La grande Italia campione del mondo si fa piccola piccola contro l'Egitto. Una rivalsa per gli immigrati onesti che vivono nel nuovo clima ostile del nostro paese?
Sul momento ci sono rimasto malissimo. Come tutti gli italiani che seguono il calcio. Subito dopo l'amarezza iniziale, però, si è fatto strada in me un pensiero che a molti apparirà disfattista: quanto ci sta bene! A ben pensarci, quante ambizioni può avere una Nazionale il cui numero dieci è De Rossi? De Rossi con il numero di Maradona, Baggio e Platini? Davvero qualcuno si fa illusioni?

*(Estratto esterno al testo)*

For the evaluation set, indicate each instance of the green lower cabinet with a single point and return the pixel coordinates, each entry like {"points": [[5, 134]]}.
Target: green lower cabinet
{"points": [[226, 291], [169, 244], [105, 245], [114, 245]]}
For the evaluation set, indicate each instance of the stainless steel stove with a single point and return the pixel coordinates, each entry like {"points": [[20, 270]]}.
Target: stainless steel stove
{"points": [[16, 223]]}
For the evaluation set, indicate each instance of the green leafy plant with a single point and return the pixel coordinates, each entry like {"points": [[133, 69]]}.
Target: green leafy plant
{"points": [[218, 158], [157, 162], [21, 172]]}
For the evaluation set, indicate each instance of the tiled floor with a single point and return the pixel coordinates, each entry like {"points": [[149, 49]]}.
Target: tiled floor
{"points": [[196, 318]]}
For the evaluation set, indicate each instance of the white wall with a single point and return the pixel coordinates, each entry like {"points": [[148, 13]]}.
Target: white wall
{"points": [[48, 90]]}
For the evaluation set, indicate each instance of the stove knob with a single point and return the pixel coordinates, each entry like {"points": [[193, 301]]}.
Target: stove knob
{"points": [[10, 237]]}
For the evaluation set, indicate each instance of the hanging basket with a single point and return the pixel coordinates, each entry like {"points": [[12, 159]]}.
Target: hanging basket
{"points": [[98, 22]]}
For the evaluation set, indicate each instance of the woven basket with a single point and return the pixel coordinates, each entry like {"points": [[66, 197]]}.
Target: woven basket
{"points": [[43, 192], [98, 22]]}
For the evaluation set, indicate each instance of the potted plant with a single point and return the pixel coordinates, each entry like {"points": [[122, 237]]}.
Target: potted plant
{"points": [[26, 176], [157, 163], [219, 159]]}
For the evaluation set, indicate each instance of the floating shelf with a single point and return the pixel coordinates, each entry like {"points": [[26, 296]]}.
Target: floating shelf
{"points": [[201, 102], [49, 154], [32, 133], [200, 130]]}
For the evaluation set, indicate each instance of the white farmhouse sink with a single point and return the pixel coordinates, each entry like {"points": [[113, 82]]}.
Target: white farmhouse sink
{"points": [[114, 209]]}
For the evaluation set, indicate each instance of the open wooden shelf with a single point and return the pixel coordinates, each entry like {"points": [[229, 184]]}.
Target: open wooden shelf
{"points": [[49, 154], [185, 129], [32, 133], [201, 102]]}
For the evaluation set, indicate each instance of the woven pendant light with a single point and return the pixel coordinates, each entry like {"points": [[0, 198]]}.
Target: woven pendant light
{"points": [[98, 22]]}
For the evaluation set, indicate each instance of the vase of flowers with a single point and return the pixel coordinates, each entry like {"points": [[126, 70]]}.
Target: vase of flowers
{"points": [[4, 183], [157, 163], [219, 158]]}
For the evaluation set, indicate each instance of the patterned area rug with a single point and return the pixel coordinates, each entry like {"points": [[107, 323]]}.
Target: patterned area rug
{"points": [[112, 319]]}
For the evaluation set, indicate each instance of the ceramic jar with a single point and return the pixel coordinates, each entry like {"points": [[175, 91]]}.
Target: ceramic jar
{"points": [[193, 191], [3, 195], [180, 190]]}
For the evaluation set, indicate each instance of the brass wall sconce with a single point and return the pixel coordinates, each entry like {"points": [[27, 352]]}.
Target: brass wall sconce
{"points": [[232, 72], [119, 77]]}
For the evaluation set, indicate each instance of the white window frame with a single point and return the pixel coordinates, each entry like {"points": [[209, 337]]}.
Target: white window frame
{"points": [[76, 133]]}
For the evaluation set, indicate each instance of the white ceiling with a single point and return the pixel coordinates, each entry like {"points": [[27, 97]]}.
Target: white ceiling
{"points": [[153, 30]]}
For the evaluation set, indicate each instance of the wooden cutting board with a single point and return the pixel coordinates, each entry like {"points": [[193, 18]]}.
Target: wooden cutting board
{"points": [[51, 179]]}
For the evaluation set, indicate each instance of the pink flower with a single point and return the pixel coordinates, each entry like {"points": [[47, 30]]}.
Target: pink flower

Fin qui, le derive isteriche cui spesso mi abbandono dopo aver visto un incontro di calcio disputato in questo modo dagli azzurri. Per quanto mi vengano in odio i calciatori in sé e per sé, però, alla fine mi appassiono sempre e comunque alle sorti di quella maglia a cui voglio bene. Quello che davvero mi ha colpito, al termine della partita, è l'esultanza dei giocatori egiziani. Più che comprensibile, mi sono detto, hanno vinto contro i campioni del mondo, contro l'Italia. Questa partita se la ricorderanno finchè campano. E immediatamente dopo, un paio di clacson da motorino, forse appena appena un accenno, quasi timoroso ed educato, di carosello, e niente più. Chissà cosa avrà significato questa vittoria per tutti gli egiziani, ma non solo, che vivono qui. Che cosa avranno pensato quando il paese dei Borghezio, dei Berlusconi, dei Maroni, si è dovuto piegare davanti al piccolo Egitto dei kebabbari e dei (neo)pizzaioli? Le soddisfazioni del calcio sono tra le più effimere che esistano, e la dimostrazione sono proprio io che stanotte penso male di quelli che tre anni fa mi hanno fatto vincere un mondiale. Questo però per gli egiziani residenti in Italia sarà stato qualcosa di impareggiabile. Ricordate come ci sentimmo noi dopo aver battuto due a zero la Germania in casa loro nel 2006, dopo la polemica dei pizzaioli (sì, una volta lo eravamo noi), dei mandolini, degli spaghetti? Pensiamoci. Forse anche il vostro kebabbaro egiziano sotto casa, al gol di Homos, si sarà sentito un po' come Nino Manfredi in "Pane e Cioccolata". Forse ce lo meritiamo. Tiè.